The above screenshot:
A TiKV contains two RocksDB instances, one for storing Raft logs, located at data/raft. The other is for storing actual data, located at data/db. You can check the specific reasons for stalling by using grep "Stalling" RocksDB in the logs. The RocksDB logs are files starting with LOG, and LOG is the current log.
I understand this sentence. But in the actual TiKV environment, it doesn’t match.
The files are different from what is described in the documentation. How exactly do you check the specific reasons for stalling using grep "Stalling" RocksDB? Which file should be queried?
From the monitoring, it does show “server is busy.” I want to find out exactly where the problem is occurring.

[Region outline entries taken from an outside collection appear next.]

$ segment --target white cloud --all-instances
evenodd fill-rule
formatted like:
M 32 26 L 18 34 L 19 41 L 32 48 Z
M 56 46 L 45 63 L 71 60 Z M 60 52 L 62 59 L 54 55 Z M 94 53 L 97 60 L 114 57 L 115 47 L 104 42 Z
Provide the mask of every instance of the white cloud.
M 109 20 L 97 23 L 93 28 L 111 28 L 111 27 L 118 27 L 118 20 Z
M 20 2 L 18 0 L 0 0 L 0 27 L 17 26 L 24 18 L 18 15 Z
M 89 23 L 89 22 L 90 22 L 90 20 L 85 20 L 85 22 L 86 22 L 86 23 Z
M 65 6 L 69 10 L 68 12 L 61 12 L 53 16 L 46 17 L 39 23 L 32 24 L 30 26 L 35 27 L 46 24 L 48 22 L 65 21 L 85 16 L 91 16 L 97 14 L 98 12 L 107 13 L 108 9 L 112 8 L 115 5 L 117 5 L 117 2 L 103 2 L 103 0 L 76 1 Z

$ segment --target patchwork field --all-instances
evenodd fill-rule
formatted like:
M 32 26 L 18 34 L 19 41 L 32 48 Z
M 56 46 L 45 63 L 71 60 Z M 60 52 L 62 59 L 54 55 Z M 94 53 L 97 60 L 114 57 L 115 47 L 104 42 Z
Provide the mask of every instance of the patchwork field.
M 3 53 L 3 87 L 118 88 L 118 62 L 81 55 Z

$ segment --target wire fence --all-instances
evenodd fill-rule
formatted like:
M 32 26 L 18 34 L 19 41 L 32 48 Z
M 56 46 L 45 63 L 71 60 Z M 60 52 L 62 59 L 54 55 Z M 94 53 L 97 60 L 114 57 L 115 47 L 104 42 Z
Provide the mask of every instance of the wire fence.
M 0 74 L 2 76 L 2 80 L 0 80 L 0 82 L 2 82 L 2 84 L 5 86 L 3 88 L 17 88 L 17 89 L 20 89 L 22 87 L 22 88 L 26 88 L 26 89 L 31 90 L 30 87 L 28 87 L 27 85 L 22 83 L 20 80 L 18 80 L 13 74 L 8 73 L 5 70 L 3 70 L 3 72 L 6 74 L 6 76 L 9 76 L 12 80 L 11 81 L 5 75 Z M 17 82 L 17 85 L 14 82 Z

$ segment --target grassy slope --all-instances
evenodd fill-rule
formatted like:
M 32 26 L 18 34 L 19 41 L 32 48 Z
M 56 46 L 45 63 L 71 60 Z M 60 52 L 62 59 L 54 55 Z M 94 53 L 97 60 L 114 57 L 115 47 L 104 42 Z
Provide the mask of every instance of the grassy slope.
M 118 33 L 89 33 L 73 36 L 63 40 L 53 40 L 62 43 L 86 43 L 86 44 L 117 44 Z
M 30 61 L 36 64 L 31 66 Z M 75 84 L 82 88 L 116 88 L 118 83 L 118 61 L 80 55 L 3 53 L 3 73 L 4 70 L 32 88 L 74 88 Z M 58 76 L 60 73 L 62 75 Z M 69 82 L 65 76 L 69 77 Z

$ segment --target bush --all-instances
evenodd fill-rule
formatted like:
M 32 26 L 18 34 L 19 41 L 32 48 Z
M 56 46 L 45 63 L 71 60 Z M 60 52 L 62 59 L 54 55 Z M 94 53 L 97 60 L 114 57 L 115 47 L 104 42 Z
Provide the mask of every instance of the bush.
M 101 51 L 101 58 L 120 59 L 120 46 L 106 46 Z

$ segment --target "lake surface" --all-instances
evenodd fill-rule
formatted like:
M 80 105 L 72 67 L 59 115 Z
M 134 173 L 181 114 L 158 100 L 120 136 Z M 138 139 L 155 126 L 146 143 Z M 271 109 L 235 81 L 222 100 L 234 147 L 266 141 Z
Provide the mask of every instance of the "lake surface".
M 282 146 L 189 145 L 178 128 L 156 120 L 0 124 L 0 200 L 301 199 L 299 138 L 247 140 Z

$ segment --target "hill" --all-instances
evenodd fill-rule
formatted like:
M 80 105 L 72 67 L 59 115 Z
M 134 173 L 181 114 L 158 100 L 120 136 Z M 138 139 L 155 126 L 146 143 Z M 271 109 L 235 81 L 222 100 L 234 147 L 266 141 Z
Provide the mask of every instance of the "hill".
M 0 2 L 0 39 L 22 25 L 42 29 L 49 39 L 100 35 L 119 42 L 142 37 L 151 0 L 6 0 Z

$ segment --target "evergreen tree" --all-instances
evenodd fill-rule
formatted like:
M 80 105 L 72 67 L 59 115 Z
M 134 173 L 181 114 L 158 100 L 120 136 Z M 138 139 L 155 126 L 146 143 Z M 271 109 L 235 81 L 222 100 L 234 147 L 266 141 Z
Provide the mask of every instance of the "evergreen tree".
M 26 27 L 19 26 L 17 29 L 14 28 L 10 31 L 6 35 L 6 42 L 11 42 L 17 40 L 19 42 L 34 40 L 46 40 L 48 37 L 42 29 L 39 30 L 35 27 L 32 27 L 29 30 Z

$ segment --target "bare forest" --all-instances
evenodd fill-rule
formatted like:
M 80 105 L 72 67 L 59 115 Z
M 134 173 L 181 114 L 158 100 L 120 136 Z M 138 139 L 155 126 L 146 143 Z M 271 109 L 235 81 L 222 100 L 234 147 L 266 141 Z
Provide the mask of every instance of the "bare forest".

In the file: check the specific reason for the stall by using grep "Stalling" RocksDB in the logs. How do I query this?
In addition to the client reporting the server is busy error, it is also necessary to check for any other related anomalies around the time of the issue. The following items, for example, can trigger a server is busy error:
Write stall occurs
Scheduler too busy occurs
Raftstore is busy occurs
Coprocessor backlog occurs
For specific methods of confirmation and solutions, you can refer to the official documentation:
It is likely caused by the high load on the current TiKV server, which may be due to high concurrent access, large data processing, or other system loads. You can check the resource issues (CPU, memory usage, etc.) of the TiKV server during that period, and also look at the monitoring graphs to see if there are any hotspot issues.
In higher versions, the flow control mechanism of RocksDB has been replaced at the scheduler layer. Refer to: TiKV 配置文件描述 | PingCAP 文档中心
At the same time, the TiKV Detail panel has also added a dedicated tab for flow control, where you can view related monitoring.
Check the TiDB logs and search for the keyword serverisbusy to see the reason for the busy status. The root cause is usually high pressure on TiKV or hotspot issues.